Step 3. Check program Startup
- Press Ctrl + Shift + Esc on your keyboard to open Windows Task Manager.
- Go to Startup tab.
- Right-click on the suspicious program and pick Disable.
Step 4. Delete virus files
Malware-related files can be found in various places within your computer. Here are instructions that could help you find them:
- Type in Disk Cleanup in Windows search and press Enter.
- Select the drive you want to clean (C: is your main drive by default and is likely to be the one that has malicious files in).
- Scroll through the Files to delete list and select the following:
Temporary Internet Files
- Pick Clean up system files.
- You can also look for other malicious files hidden in the following folders (type these entries in Windows Search and press Enter):
After you are finished, reboot the PC in normal mode.
Bonus: Recover your dataGuide which is presented above is supposed to help you remove Defray from your computer. To recover your encrypted files, we recommend using a detailed guide prepared by 2-spyware.com security experts.
If your files are encrypted by Defray, you can use several methods to restore them:
What is Data Recovery Pro?
This tool is designed to assist users in retrieving damaged and lost files. It might be helpful in recovering the files affected by Defray virus as well.
- Download Data Recovery Pro;
- Follow the steps of Data Recovery Setup and install the program on your computer;
- Launch it and scan your computer for files encrypted by Defray ransomware;
- Restore them.
Windows Previous Version feature is yet another alternative for file backups that you can freely use
If System Restore was enabled before, you could restore files using Windows Previous Versions feature
- Find an encrypted file you need to restore and right-click on it;
- Select “Properties” and go to “Previous versions” tab;
- Here, check each of available copies of the file in “Folder versions”. You should select the version you want to recover and click “Restore”.
The official Defray777 decryptor is not possible
As long as the official Defray777 decryptor is not available, use your file backups to recover encrypted files.
Finally, you should always think about the protection of crypto-ransomwares. In order to protect your computer from Defray and other ransomwares, use a reputable anti-spyware, such as ReimageIntego, SpyHunter 5Combo Cleaner or Malwarebytes
How to prevent from getting ransomware
Stream videos without limitations, no matter where you are
There are multiple parties that could find out almost anything about you by checking your online activity. While this is highly unlikely, advertisers and tech companies are constantly tracking you online. The first step to privacy should be a secure browser that focuses on tracker reduction to a minimum.
Even if you employ a secure browser, you will not be able to access websites that are restricted due to local government laws or other reasons.

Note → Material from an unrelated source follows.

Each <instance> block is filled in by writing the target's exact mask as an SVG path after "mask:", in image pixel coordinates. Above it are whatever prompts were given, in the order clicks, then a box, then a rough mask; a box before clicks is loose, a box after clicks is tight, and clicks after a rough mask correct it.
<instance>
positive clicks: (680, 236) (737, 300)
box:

In other words, you may not be able to stream Disney+ or US-based Netflix in some countries. To bypass these restrictions, you can employ a powerful Private Internet Access VPN, which provides dedicated servers for torrenting and streaming, not slowing you down in the process.
Data backups are important – recover your lost files
Ransomware is one of the biggest threats to personal data. Once it is executed on a machine, it launches a sophisticated encryption algorithm that locks all your files, although it does not destroy them. The most common misconception is that anti-malware software can return files to their previous states. This is not true, however, and data remains locked after the malicious payload is deleted.
While regular data backups are the only secure method to recover your files after a ransomware attack, tools such as Data Recovery Pro can also be effective and restore at least some of your lost data.